Avant d’intégrer un état, il faut vérifier qu’ils remplissent et respectent bien nos valeurs pour le bon fonctionnement d’un état démocratique, il faut avant terminer la construction européenne, cette dernière est en panne, les évènements passés et actuels ne cessent de nous le rappeler.
Le problème avec les règles du « je »…. c’est que tout le Monde cherche à les imposer, puisque « je », c’est souvent l’autre…Ce « je » demande une part de sacrifice, de lâcher prise… Fermer les yeux, avoir confiance et donner son sort à l’aveugle dans les mains d’un autre… c’est ça l’Europe et la façon dont elle se construit. L’Europe l’écrit, l’Europe le dit… La Turquie aurait très bien pu être membre de l’état Européen qui n’est qu’un état de valeurs… Mais ces valeurs encore faut il les poser sur la table, autour de la table…et les tenir… elles sont partagées ou pas… on les rejoint ou on s’en écarte… La règle est simple… La confiance, ça se mérite.
Qu’avons-nous besoin de faire entrer ces pays d’un seul coup, et si vite, juste après la chute de mur de Berlin??? Quant à faire entrer encore les pays de l’ex-Yougoslavie, il ‘y a qu’un pas…mais alors ce sera pire… il faudrait leur exiger des contrats de bonne conduite démocratique sur 10 , puis 15, puis 20 ans…
La liberté de la presse, le droit à l’existence de partis d’opposition etc… ne devraient poser aucune objection.
Vous avez raison Arthur, il faut punir Pologne et Hongrie par là où ça fait mal, les fonds européens ! Eux aussi peuvent quitter le bateau comme nos chers cousins britanniques! Ils ont l’air daller si bien…
Entre Chine et Russie dans quelles mains seraient actuellement les pays dits de l’est s’ils n’étaient pas entrés dans l’UE (cf ceux qui n’y sont pas Monténégro, Serbie, Géorgie, Ukraine, Moldavie etc …)?
Quels serait à notre égard l’attitude des autres états membres si nous avions à la tête de la France une Marine Le Pen ou un Eric Zemmour.
Restons modestes et ne donnons pas de leçon qu’on pourrait un jour regretter.

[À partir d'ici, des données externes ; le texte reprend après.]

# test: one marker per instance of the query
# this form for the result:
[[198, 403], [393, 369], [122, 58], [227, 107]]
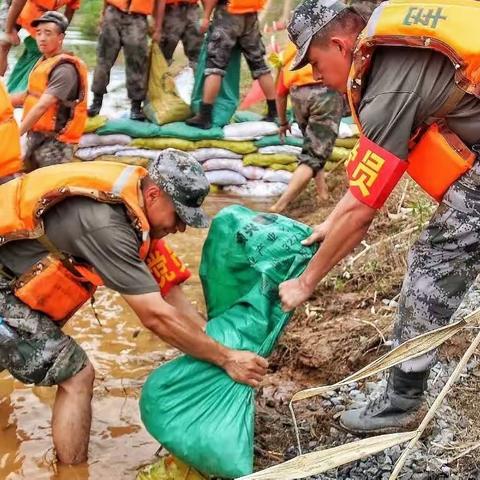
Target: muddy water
[[123, 354]]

En prenant un peu de recul, il n’est sans doute pas inutile de rappeler que les deux pays aujourd’hui montrés du doigt – la Pologne et la Hongrie – ont été, en 1989, soit 15 ans avant leur adhésion à l’UE, les premiers bénéficiaires de l’instrument de préadhésion connu sous la dénomination de « programme PHARE » (= Pologne Hongrie aide à la reconstruction économique): ce dernier poursuivait notamment les objectifs de renforcement des administrations publiques et des institutions nationales ainsi que de convergence avec la législation de l’Union (l’ « acquis communautaire ») dans le but de réduire les périodes de transition nécessaires à la pleine intégration des nouveaux adhérents. Dès 1990, ces deux pays ont bénéficié d’une allocation équivalant à 475 millions d’euros d’aide sur les ressources du programme PHARE. Le programme a été par la suite étendu à l’ensemble des pays d’Europe centrale et orientale (les PECO) au titre de la préadhésion – et, avec quelques variantes, aux pays des Balkans occidentaux.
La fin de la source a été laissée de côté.